Everstone offloads 25% stake in Restaurant Brands via block deals


Everstone Capital, promoter of Restaurant Brands Asia, has sold 25 per cent stake in the company for Rs 1,494 crore to a slew of investors via block deals on Friday.


The private equity (PE) firm will retain a 15.44 per cent stake in the company, which operates the Burger King brand in India.


With Friday’s transaction, Everstone has joined the club of several PE firms, which have exited their investments via block deals, taking advantage of the rising stock markets and investor appetite for quality stocks. 

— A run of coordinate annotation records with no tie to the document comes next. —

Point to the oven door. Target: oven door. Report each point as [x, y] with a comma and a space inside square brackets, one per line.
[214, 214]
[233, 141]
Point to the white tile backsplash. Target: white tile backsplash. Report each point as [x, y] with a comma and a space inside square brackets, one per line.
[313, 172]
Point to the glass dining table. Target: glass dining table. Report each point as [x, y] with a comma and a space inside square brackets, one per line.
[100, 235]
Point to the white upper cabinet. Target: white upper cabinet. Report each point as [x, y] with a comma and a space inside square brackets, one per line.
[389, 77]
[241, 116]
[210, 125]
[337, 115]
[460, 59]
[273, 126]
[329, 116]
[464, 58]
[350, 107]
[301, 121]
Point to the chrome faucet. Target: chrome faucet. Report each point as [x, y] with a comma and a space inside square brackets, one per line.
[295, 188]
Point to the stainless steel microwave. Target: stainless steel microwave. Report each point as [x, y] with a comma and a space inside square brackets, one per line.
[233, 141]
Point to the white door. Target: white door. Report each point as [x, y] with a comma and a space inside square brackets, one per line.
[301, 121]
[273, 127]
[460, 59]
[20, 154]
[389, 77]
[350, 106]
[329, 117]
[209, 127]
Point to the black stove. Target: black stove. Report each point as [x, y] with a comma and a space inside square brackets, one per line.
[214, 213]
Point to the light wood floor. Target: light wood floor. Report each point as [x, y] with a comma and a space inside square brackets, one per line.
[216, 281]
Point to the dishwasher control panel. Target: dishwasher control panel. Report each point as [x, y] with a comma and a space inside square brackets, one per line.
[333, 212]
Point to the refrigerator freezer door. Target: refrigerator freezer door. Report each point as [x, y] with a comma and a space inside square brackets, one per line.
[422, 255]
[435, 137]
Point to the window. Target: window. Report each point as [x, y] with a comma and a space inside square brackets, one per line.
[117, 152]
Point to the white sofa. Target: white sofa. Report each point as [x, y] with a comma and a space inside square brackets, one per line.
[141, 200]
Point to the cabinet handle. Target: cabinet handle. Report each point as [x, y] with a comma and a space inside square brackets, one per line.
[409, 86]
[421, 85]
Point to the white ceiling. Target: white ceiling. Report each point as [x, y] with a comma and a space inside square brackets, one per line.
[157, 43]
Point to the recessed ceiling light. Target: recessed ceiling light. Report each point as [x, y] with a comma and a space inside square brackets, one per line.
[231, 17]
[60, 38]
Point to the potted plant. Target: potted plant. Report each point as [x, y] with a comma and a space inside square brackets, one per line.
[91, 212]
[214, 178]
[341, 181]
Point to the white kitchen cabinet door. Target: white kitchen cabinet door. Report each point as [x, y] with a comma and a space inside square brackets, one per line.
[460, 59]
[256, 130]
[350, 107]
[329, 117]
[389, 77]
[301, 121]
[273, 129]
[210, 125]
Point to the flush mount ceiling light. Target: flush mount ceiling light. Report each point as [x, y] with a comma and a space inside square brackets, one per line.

Data shows that PE and venture capital (VC) firms exited Rs 57,338 crore worth of investments between January and August this year via block deals. This compares to Rs 41,051 crore in the same period of 2022, according to data from Prime Database (see chart).


Some of the top exits include Baring PE selling its 26.6 per cent stake in Coforge for Rs 7,684 crore. Recently, China-based Alibaba group firm Antfin sold its stake worth Rs 2,037 crore in Paytm, and Tiger Global sold its 1.44 per cent stake in Zomato for Rs 1,124 crore via block deals.

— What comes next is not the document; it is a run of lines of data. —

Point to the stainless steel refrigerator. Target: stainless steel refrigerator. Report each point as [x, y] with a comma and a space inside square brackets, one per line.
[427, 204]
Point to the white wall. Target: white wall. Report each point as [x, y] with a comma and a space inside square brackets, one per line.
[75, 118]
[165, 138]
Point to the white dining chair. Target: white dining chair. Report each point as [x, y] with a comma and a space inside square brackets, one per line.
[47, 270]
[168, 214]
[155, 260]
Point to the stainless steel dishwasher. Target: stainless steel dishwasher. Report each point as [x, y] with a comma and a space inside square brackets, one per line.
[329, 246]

“In terms of private equity investments, the best thing that’s happened is that exits are much easier now. A lot of PE exits have happened through block deals. In the last two months, eight trades have taken place,” said Manisha Girotra, chief executive officer (CEO) of Moelis India.


Bankers said as secondary markets stabilised and touched new highs, private equity investors and promoter sales via block deals have dominated the equity sell-down activity over the last two years.


“Many private equity investors have been enthused with success achieved through sell downs on the secondary markets. This opens up sustainable alternative routes to exits through mergers and sale to other private equity investors,” said a banker.


“We are witnessing financialisation of corporate India due to the avalanche of private capital coming into India. In the last 2-3 years, private equity investors have been taking control in listed companies in addition to investment in unlisted subsidiaries and private companies. Many of these private investments have seen exits at high valuations, thereby giving confidence around sustainability and depth of the Indian market,” said S Ramesh, managing director (MD) & CEO, Kotak Investment Banking.


These investors continue to ideate and evaluate a number of investment opportunities, a reasonable proportion of which will likely result in new deals.


“These sell downs would help improve liquidity, deepen equity markets and reduce impact costs,” he said.